| South African political analyst will speak at the Humphrey Institute April 10 As South African President Thabo Mbeki's term comes to an end in 2009,
there is no clear successor waiting in the wings. One of South Africa's
leading political analysts Xolela Mangcu will talk about the future of South
African politics at 8 p.m. on Monday, April 10, in Cowles Auditorium. This program
is free and open to the public.
Mangcu has called for a revitalization of the traditions, politics, and practices
of broad democratic participation, cultural change, and community level activation.

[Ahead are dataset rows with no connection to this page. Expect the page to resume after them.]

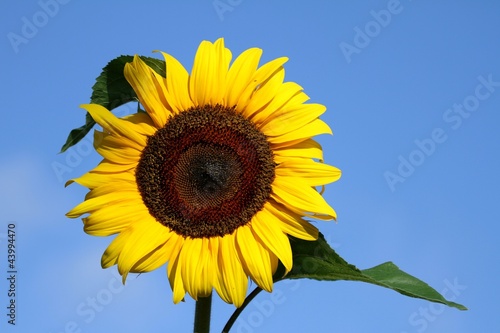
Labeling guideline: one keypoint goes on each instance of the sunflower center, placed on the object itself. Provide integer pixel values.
(207, 172)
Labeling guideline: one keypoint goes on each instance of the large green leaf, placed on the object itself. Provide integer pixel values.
(111, 90)
(317, 260)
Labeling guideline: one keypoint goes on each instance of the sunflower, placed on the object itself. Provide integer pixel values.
(212, 178)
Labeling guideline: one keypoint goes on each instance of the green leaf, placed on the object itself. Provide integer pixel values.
(317, 260)
(111, 90)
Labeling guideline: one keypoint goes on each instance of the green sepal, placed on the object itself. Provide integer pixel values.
(317, 260)
(111, 90)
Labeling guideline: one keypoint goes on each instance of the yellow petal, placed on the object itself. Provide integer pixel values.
(147, 235)
(313, 173)
(291, 119)
(177, 82)
(316, 127)
(301, 198)
(207, 83)
(266, 227)
(264, 94)
(115, 149)
(255, 258)
(306, 149)
(113, 219)
(144, 81)
(115, 125)
(285, 94)
(232, 278)
(109, 199)
(110, 256)
(240, 74)
(175, 279)
(261, 75)
(158, 256)
(94, 179)
(292, 223)
(189, 259)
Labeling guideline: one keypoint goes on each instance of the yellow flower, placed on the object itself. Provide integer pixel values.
(212, 177)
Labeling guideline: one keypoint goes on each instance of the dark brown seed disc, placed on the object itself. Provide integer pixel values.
(206, 172)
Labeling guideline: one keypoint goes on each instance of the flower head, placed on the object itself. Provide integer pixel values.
(212, 178)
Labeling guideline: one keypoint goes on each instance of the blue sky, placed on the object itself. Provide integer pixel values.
(413, 93)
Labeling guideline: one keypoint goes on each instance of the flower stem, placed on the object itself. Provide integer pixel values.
(202, 314)
(237, 312)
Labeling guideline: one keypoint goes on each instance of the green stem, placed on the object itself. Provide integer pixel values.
(202, 314)
(237, 312)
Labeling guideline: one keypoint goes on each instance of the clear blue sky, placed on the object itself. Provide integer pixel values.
(413, 96)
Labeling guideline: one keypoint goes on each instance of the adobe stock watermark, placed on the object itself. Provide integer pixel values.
(453, 117)
(364, 35)
(424, 316)
(223, 6)
(88, 309)
(30, 25)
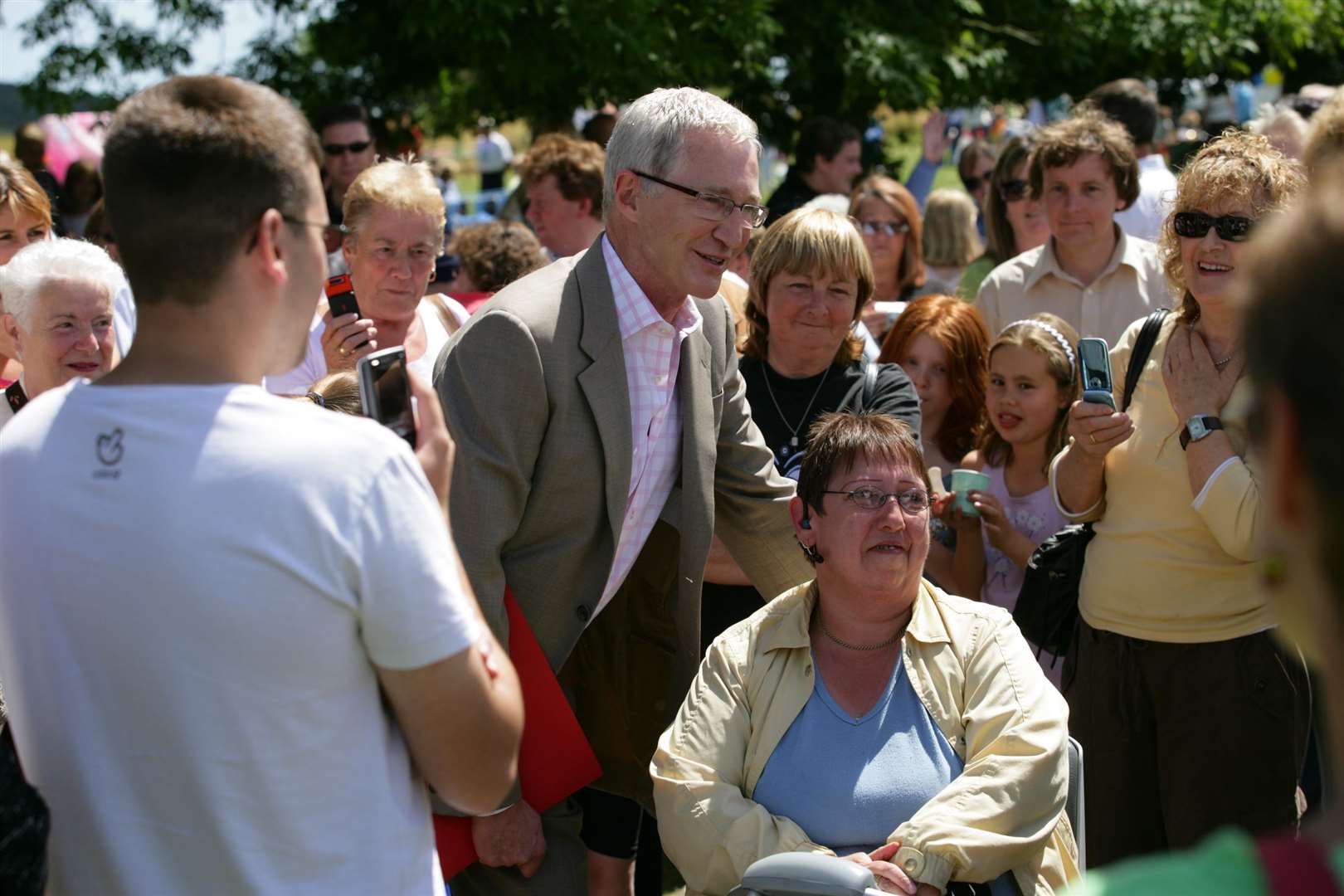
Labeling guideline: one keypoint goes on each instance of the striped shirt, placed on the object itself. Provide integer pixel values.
(652, 356)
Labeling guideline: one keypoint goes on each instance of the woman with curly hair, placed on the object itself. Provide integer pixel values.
(1190, 715)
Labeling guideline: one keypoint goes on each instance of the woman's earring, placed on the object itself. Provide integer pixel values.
(811, 553)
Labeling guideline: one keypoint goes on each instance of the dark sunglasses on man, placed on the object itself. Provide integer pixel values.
(1194, 225)
(338, 149)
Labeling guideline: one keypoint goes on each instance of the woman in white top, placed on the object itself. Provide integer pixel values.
(392, 232)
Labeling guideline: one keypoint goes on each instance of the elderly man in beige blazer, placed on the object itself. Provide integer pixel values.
(602, 438)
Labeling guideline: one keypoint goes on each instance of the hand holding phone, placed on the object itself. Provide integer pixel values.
(353, 338)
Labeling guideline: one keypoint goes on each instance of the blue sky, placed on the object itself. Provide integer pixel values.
(214, 51)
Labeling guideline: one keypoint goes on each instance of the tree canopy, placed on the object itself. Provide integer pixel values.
(446, 62)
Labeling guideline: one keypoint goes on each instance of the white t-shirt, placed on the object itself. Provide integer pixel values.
(1157, 197)
(314, 367)
(195, 586)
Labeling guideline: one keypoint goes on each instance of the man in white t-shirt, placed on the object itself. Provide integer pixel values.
(1133, 105)
(236, 638)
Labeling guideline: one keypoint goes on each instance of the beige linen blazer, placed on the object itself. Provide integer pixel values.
(535, 395)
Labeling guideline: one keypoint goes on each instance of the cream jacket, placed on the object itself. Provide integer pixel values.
(973, 672)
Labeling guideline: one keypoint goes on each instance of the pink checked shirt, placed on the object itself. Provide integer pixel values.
(652, 355)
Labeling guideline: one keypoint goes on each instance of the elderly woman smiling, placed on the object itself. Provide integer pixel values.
(58, 314)
(392, 232)
(867, 713)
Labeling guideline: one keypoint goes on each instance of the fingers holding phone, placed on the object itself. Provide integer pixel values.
(346, 340)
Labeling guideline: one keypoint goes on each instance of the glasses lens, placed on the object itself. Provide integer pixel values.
(1012, 190)
(1191, 223)
(1234, 229)
(914, 501)
(713, 207)
(867, 499)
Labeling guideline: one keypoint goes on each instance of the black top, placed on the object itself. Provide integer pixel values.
(789, 195)
(723, 605)
(841, 390)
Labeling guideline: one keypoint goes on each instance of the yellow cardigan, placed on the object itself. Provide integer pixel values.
(972, 670)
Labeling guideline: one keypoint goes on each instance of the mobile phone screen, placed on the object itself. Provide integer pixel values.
(387, 392)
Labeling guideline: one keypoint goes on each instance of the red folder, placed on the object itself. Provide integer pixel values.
(554, 758)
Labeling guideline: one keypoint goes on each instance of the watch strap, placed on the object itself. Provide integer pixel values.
(1210, 423)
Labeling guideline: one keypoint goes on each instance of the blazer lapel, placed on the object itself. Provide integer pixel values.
(604, 381)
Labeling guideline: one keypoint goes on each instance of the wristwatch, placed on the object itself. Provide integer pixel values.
(1198, 427)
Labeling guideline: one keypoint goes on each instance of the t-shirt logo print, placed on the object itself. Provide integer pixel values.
(110, 448)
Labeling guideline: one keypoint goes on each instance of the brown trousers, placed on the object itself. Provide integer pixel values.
(1181, 739)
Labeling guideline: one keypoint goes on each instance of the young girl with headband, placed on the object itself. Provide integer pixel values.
(1032, 382)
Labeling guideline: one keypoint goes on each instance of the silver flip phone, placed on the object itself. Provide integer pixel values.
(1094, 367)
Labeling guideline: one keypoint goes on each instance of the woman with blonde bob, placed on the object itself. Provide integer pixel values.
(893, 231)
(810, 281)
(1174, 650)
(869, 715)
(392, 231)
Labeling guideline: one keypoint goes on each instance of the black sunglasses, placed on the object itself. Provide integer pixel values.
(1014, 190)
(1194, 225)
(336, 149)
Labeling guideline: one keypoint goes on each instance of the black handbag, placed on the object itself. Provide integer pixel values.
(1047, 605)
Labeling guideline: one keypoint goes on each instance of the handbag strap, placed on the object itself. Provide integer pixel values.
(869, 384)
(1294, 867)
(1142, 348)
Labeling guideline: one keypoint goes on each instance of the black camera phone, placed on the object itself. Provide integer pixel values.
(385, 391)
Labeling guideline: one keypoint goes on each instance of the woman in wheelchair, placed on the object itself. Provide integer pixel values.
(867, 713)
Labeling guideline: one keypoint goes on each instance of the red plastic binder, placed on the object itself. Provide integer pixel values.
(554, 759)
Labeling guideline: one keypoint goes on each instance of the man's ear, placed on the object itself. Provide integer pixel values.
(266, 257)
(11, 328)
(628, 195)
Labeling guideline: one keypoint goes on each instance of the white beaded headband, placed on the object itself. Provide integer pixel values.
(1053, 331)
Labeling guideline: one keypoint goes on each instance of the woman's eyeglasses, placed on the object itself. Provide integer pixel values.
(884, 227)
(339, 149)
(1194, 225)
(1014, 190)
(869, 499)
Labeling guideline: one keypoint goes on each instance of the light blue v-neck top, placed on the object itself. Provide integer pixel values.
(850, 782)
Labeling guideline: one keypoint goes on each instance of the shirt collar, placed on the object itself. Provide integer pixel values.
(1127, 253)
(789, 627)
(633, 309)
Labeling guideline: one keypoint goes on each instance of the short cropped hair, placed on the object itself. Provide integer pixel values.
(650, 134)
(1292, 332)
(577, 165)
(188, 168)
(811, 242)
(1326, 137)
(21, 192)
(823, 137)
(1088, 130)
(41, 265)
(1132, 104)
(1237, 168)
(839, 440)
(951, 236)
(340, 114)
(910, 270)
(496, 254)
(399, 184)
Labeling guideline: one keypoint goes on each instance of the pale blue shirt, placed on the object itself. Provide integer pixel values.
(850, 782)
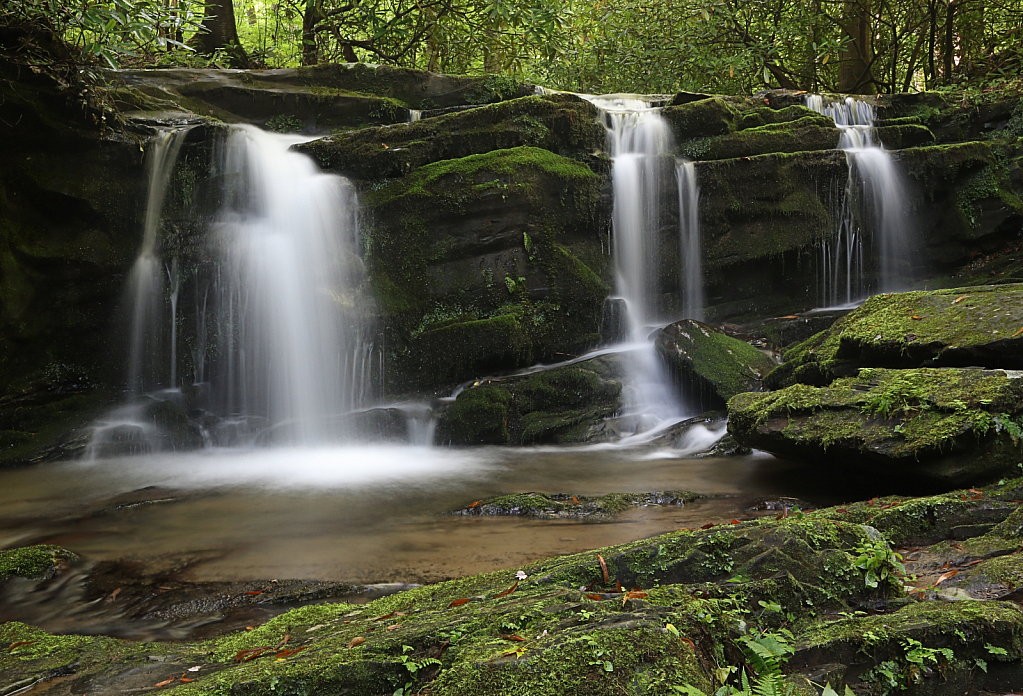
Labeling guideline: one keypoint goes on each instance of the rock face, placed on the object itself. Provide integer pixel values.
(825, 589)
(708, 365)
(928, 427)
(560, 405)
(965, 327)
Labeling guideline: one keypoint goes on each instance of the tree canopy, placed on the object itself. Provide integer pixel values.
(732, 46)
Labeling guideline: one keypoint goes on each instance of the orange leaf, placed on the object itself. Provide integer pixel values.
(507, 592)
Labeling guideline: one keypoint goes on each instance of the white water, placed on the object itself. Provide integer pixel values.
(639, 139)
(874, 213)
(688, 225)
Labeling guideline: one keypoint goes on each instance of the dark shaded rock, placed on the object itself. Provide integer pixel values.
(708, 365)
(927, 427)
(562, 123)
(558, 405)
(962, 327)
(560, 506)
(487, 263)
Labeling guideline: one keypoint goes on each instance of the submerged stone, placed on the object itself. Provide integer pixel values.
(975, 327)
(926, 427)
(708, 365)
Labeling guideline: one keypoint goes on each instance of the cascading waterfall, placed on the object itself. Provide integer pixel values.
(639, 139)
(876, 181)
(688, 225)
(278, 337)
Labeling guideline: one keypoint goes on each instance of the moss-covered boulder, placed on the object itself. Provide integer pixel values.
(927, 427)
(975, 327)
(562, 123)
(709, 365)
(312, 98)
(559, 405)
(487, 263)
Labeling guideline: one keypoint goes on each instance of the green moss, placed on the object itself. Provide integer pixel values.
(33, 561)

He is often described as the intellectual heir to the famous anti-apartheid
leader Steve Biko, founder of the Black Consciousness Movement who died in jail
under suspicious circumstances in 1976.
Currently Mangcu is a visiting public scholar and director of the Centre for
Public Engagement at the University of the Witwatersrand in South Africa. He
also writes a weekly syndicated column for Business Day and is the assistant
editor of South Africa's Sunday Independent. Mangcu is the founder
and past executive director of the Steve Biko Foundation and former director
of the Division of Social Cohesion, Identity, and Leadership at the Human Sciences
Research Council, the main research body in South Africa. His forthcoming book,
Reflections on the Political Culture of Our Times: Race and Public Policy
in Contemporary South Africa, will be published in 2007.
Mangcu's lecture is co-sponsored by the Humphrey Institute, the College of
Liberal Arts, the Institute for Global Studies, the Institute for Advanced Studies,
and the University's American Studies Department.